Talking of Tool, and the fact that they're going to be playing Brixton Academy, I'm sure I remember seeing Paradise Lost play there with Sepultura a good few years back. How times have changed. Playing with that sort of band would seem a strange combination now, and in being brutally honest, well, last 3 times I've seen them, it's gone Rock City main hall, Rock City Rig, and now, Rock City II - the disco, the basement. To be fair it's pretty much full, but my the fickle nature of the rock fan. May cry out against nu-metal and "trendies", me included sometimes. But if it weren't for them ... old farts like me don't turn up and you get well established bands having to lower themselves to this kind of thing.

On the other hand, there's a number of people who I hear bemoaning why this isn't on upstairs in the big hall. And they miss the point. Here its crowded, the band whereever they look will see people jumping, arms in the air clapping, rather that sporadic bursts of barely filled space. Yeah, individually people would've had more room, but the overall impact of the gig I suspect would've been lessened, and your parting thought the amount of space there was.

They've taken a brave route, almost abandoning the sound that made them, but you have to respect their decision to do so. And Nick has really come out of his shell onstage, making numerous quips "this is the ultimate death metal song. You'll have heard nothing like it since Bathory". They open with some new songs, before there's a few from the more recent albums, such as Say Just Words, Mercy, Permanent Solution and more. And the strange thing is that although I've not really listened to those albums much, I recognise and like the songs as they're played. Strange that live, PL have never been a band that really did it for me, yet these songs seem to have more to them live than on CD. The other strange thing is watching some of the obviously metal fans enjoy those tracks, though not as much as the likes of Forever Failure, yet you know they'd probably not like other stuff that is similar by other bands. The K! journo who I think savaged their latest album is dedicated a song, though I don't think it's necessarily in the happy happy joy joy scheme of things.

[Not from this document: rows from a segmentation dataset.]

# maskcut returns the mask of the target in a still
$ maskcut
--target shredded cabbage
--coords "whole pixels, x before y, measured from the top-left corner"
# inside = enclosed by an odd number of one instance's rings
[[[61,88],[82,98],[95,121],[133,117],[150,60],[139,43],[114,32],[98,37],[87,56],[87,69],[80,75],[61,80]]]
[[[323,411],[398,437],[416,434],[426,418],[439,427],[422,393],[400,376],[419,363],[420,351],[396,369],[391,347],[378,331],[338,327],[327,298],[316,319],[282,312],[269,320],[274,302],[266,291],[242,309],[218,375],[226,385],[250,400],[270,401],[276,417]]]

At the end, one guy near me courageously keeps clapping and crying for more. He's rewarded, though Nick claims "I'm not very death metal any more, too old" and proceeds to demonstrate that he can't do the vocals. So the crowd help out with As I Die. The first song off Draconian Times is aired, is it Enchantment, I foget now, all I know is it's one of my favourite PL songs. But in some respects, my memory failure on names, that kind of "yeah, they're good but uh, what was I saying" sums up the predicament for modern day PL.